Na conclusão, o palestrante trouxe simulações de sua autoria com base no Projeto de Lei Complementar 68/2024, que atualmente aguarda designação de relator no Senado Federal. E, encerrando o painel, ele respondeu perguntas das juízas e juízes que questionaram, entre outros assuntos, a relação entre tributação e desigualdades de gênero.
Em seguida, o desembargador federal Marcelo Albernaz, do TRF1, foi o mediador das exposições do juiz federal Leonardo Buissa Freitas, da SJGO, e a professora Maria Teresa Ruas Coelho.
Maria Teresa Ruas Coelho falou sobre o imposto seletivo a partir das evidências científicas, a metodologia dos estudos envolvidos e a base teórica fundamentada nos economistas Pigou e Coase. Segundo ela, há conclusões para acreditar que os tributos seletivos funcionam, em especial sob alíquotas elevadas (aumento no custo das atividades nocivas) e quando associados a políticas públicas multissetoriais (a exemplo do aumento sobre tabaco, bebidas alcoólicas e açucaradas que se inserem em um conjunto de outras políticas). Ela também ressaltou as relações entre tributos seletivos e o comportamento dos consumidores e o impacto sobre a ilegalidade ou pirataria.

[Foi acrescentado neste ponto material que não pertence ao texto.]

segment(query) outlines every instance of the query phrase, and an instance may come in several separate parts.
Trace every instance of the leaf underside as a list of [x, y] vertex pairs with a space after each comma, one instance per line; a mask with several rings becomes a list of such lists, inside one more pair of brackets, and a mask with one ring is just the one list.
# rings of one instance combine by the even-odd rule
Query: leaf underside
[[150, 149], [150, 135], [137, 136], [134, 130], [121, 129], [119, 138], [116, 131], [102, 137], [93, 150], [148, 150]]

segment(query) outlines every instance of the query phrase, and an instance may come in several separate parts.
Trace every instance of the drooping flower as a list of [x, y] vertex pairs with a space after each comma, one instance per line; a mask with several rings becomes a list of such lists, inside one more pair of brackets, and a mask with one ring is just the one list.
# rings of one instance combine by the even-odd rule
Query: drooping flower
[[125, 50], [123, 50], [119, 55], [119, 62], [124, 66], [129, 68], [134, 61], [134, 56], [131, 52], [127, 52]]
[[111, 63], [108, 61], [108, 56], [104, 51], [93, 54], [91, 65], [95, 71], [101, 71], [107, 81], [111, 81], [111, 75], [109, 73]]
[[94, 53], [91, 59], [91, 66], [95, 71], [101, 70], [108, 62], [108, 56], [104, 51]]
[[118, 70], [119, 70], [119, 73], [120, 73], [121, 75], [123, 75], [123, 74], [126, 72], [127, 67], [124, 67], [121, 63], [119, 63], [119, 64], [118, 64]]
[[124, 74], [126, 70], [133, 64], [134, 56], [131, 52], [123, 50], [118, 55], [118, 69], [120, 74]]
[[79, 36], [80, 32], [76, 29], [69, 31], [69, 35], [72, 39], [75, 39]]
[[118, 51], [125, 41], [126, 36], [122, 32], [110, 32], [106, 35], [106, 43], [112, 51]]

Já o juiz federal Leonardo Buissa abordou as características normativas do Imposto Seletivo, passando por assuntos como: a seletividade como critério de justiça fiscal e tributo extrafiscal e o detalhamento do imposto seletivo na Emenda Constitucional 132/2023. O magistrado levantou importantes reflexões como “será que a reforma vencerá a hiperlitigiosidade no campo tributário?” e citou os principais desafios jurídicos que podem chegar aos gabinetes da Justiça Federal pela interpretação da lei complementar sobre o imposto seletivo.
Na parte final do evento, o tema “Transição entre o atual e o novo modelo de tributação sobre consumo”, foi conduzido pelo juiz federal Eduardo de Assis Ribeiro Filho, da Seção Judiciária de Goiás (SJGO), e pela professora Talita Félix. A moderação do painel foi realizada pelo juiz federal Juliano Taveira Bernardes, da SJGO.
O magistrado apresentou os princípios que ordenam o novo sistema tributário, como a neutralidade tributária, a simplificação tributária e o equilíbrio entre receitas e despesas. “Os princípios já constavam na Constituição Federal, mas foram reforçados pela reforma tributária promovida pela Emenda Constitucional 132/2023”, explicou Eduardo de Assis, mencionou a existência de regras de transição da Reforma Tributária que versam quanto ao rearranjo do pacto federativo (distribuição dos tributos), aos benefícios fiscais, à administração tributária e à Zona Franca de Manaus.
A respeito do IBS, implementado com a Reforma, a professora Talita Félix explicou que o Comitê Gestor do IBS – entidade pública que coordenará a arrecadação, fiscalização, cobrança e distribuição do tributo – traz uma estrutura inovadora que não deve ser comparada às já conhecidas. A palestrante afirmou que o Comitê tem competência administrativa, autonomia técnica e orçamentária e que não diz respeito ao disciplinamento do tributo; além de ressaltar que o grupo tem competência para fazer o delineamento das regras tributárias por meio de regimento. “O Comitê Gestor atuará como um banco que arrecada, realiza as compensações e faz o repasse do valor arrecadado”, afirmou a professora.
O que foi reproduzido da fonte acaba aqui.